Forty girls were crammed onto the stage, some sitting cross-legged on the wooden floor, some standing with arms folded in front of their leotard-clad bodies looking bored and wondering why Mrs. A. was forcing them to be there; only five of the forty were busy learning a dance that was supposed to be performed during the Gym Show between equipment changes. While it was true that this first week back after Christmas was the first solid week of preparations for the Gym Show, things were not boding well for JoAnn Donaldson and her troupe of amateur dancers.
JoAnn had talked Mrs. A. into letting her take charge of the dancers in this year’s Gym Show. She had been taking dance lessons from the venerable and demanding Miss Arita Lee Blair since she was seven, and thus considered herself far above anyone else in the dance milieu at Mercyville including Mrs. A. Since a dance milieu didn’t exist at Mercyville, Carol was more than happy to let JoAnn (who displayed a rather poor showing during last year’s floor exercise portion of the Gym Show) take over the dance part. Maybe then, Carol hoped, she wouldn’t throw a tantrum when Carol broke the news to her that, no, JoAnn would not be performing a floor exercise this year. Carol didn’t care if JoAnn was a senior—JoAnn, with her awkward un-pointed toes and bent knees—her tumbling was simply awful. She and her jazz hands could dance instead.

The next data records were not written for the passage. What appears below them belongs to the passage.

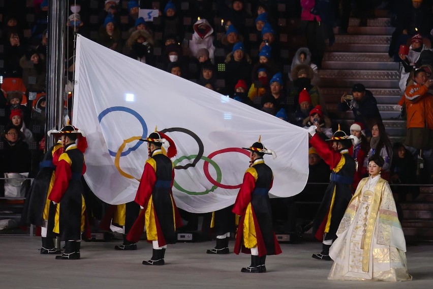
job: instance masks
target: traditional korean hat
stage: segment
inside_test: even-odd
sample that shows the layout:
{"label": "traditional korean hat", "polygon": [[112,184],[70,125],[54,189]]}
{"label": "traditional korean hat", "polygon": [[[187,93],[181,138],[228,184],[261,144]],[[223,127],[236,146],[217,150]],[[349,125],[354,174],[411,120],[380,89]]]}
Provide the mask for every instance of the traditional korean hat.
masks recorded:
{"label": "traditional korean hat", "polygon": [[167,156],[170,158],[177,154],[177,149],[174,141],[166,134],[158,131],[157,127],[155,127],[155,131],[149,134],[149,136],[146,138],[140,138],[140,140],[164,147],[167,151]]}
{"label": "traditional korean hat", "polygon": [[272,150],[268,150],[265,147],[264,144],[260,142],[261,137],[261,136],[259,136],[259,140],[253,143],[250,148],[242,148],[242,149],[251,152],[261,153],[265,155],[272,155],[272,158],[275,158],[276,154]]}

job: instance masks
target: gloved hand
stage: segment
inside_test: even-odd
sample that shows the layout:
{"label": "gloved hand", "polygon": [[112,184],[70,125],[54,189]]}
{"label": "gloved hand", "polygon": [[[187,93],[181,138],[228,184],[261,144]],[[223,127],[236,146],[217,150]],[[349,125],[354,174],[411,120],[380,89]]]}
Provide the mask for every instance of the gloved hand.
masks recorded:
{"label": "gloved hand", "polygon": [[308,128],[308,133],[313,136],[316,133],[316,130],[317,129],[317,127],[316,126],[311,126],[309,128]]}

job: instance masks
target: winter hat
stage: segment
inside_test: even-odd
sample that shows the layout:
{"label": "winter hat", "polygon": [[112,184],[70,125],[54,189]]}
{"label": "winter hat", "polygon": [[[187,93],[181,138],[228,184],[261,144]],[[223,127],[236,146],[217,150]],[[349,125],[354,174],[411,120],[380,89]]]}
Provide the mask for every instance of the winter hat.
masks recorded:
{"label": "winter hat", "polygon": [[128,11],[130,11],[132,9],[135,8],[135,7],[140,8],[140,5],[138,5],[138,2],[137,1],[132,1],[128,3]]}
{"label": "winter hat", "polygon": [[365,91],[365,86],[361,83],[353,84],[352,87],[352,92],[364,92]]}
{"label": "winter hat", "polygon": [[176,6],[171,1],[167,2],[167,5],[165,6],[165,7],[164,9],[164,14],[167,13],[167,11],[169,9],[173,9],[175,12],[176,11]]}
{"label": "winter hat", "polygon": [[270,59],[272,55],[272,48],[269,45],[265,45],[262,47],[262,50],[259,53],[259,57],[264,56],[267,59]]}
{"label": "winter hat", "polygon": [[237,81],[237,83],[235,85],[235,90],[238,88],[242,88],[245,91],[246,90],[246,82],[243,79],[239,79]]}
{"label": "winter hat", "polygon": [[286,121],[286,122],[289,120],[289,118],[287,117],[287,113],[286,112],[286,109],[284,108],[282,108],[279,110],[278,112],[276,113],[276,114],[275,114],[275,116],[279,119],[282,119],[283,120]]}
{"label": "winter hat", "polygon": [[301,92],[299,93],[299,98],[298,100],[298,102],[299,103],[299,104],[304,101],[306,101],[311,104],[311,97],[310,96],[310,94],[307,91],[306,89],[304,89],[301,91]]}
{"label": "winter hat", "polygon": [[144,18],[143,17],[140,17],[135,20],[135,27],[137,27],[140,24],[144,24],[145,25],[146,25],[146,20],[144,20]]}
{"label": "winter hat", "polygon": [[266,33],[275,34],[275,31],[272,29],[272,26],[268,23],[265,23],[265,25],[263,25],[263,27],[262,28],[262,37]]}
{"label": "winter hat", "polygon": [[196,54],[196,56],[197,59],[204,55],[206,55],[207,56],[207,58],[209,58],[209,50],[207,50],[207,48],[200,48],[197,51],[197,53]]}
{"label": "winter hat", "polygon": [[353,125],[350,126],[350,131],[352,130],[359,131],[361,132],[361,133],[365,135],[365,127],[362,123],[354,123]]}
{"label": "winter hat", "polygon": [[234,25],[229,25],[229,27],[227,28],[227,31],[226,32],[226,37],[227,37],[230,33],[236,33],[236,34],[239,34],[239,32],[237,31],[237,29],[236,28],[236,27],[235,27]]}
{"label": "winter hat", "polygon": [[22,110],[21,110],[19,108],[17,109],[11,109],[11,115],[9,115],[9,119],[12,120],[12,118],[16,116],[18,116],[21,119],[22,119],[24,117],[24,114],[22,113]]}
{"label": "winter hat", "polygon": [[257,23],[258,21],[261,21],[264,23],[266,23],[268,22],[268,14],[266,13],[262,13],[261,14],[259,14],[259,16],[257,16],[257,18],[256,18],[256,22]]}
{"label": "winter hat", "polygon": [[283,85],[283,75],[281,75],[281,72],[277,72],[274,74],[273,76],[271,78],[269,84],[272,82],[278,82],[280,85]]}
{"label": "winter hat", "polygon": [[110,22],[114,24],[114,17],[111,16],[111,14],[109,14],[108,15],[105,17],[105,20],[104,20],[104,27],[106,27]]}
{"label": "winter hat", "polygon": [[316,107],[311,110],[311,111],[310,112],[310,116],[315,114],[316,113],[319,113],[319,115],[320,115],[321,118],[323,117],[323,113],[322,112],[322,106],[320,105],[316,105]]}
{"label": "winter hat", "polygon": [[244,51],[245,49],[243,48],[243,43],[242,42],[237,42],[233,45],[233,49],[232,50],[232,52],[234,53],[234,52],[236,50],[242,50],[242,51]]}
{"label": "winter hat", "polygon": [[411,43],[422,43],[422,36],[419,33],[417,33],[412,36],[411,39]]}

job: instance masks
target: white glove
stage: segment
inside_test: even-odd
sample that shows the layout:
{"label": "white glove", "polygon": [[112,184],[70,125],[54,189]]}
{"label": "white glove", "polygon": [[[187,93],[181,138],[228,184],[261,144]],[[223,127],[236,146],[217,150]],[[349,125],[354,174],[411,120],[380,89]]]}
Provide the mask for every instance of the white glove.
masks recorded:
{"label": "white glove", "polygon": [[316,126],[311,126],[308,128],[308,133],[313,136],[316,133],[316,129],[317,128],[317,127]]}
{"label": "white glove", "polygon": [[361,141],[361,139],[358,138],[358,137],[355,135],[351,134],[350,136],[352,137],[352,143],[354,146],[356,146]]}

Once again, this year Carol was competing with the basketball coach Ken Montgomery for time in the gym. As far as Ken was concerned, Carol’s little project ranked far, far below his quest for a Lake County championship in basketball (this could be the year) and so he had no problem telling Carol (and he didn’t give a shit who she slept with every night) that during his practices, she and her girls could be on the stage with the curtains closed, as long as they kept the music down. As if anything would have drowned out Ken Montgomery’s particular brand of coaching vernacular, liberally laced with various four letter words designed to inspire his players to greatness.
Carol, for her part, would play her accompanying music as loud as she wished, and Ken Montgomery could stick it up his fat ass; in fact, she would tell him that very thing as soon as he was finished insulting Danny Teague’s parentage and questioning the more personal details of the poor boy’s anatomy. If he could scream like a lunatic and swear like a longshoreman, then she would play that damn record player as loud as the dial would take it, and if he didn’t like it, here it is, mister, you can kiss my sweet little tushie. That would shut him up for a little while at least. Carol sighed. “Count to ten, Carol,” she whispered to herself. She reminded herself that she must be careful to avoid using her position as the boss’ wife to leverage things in her favor—even she knew how devastatingly dangerous that could prove to be for both she and Jim—but every now and then, some folks needed reminding of their place in this school, and Ken was one of those people.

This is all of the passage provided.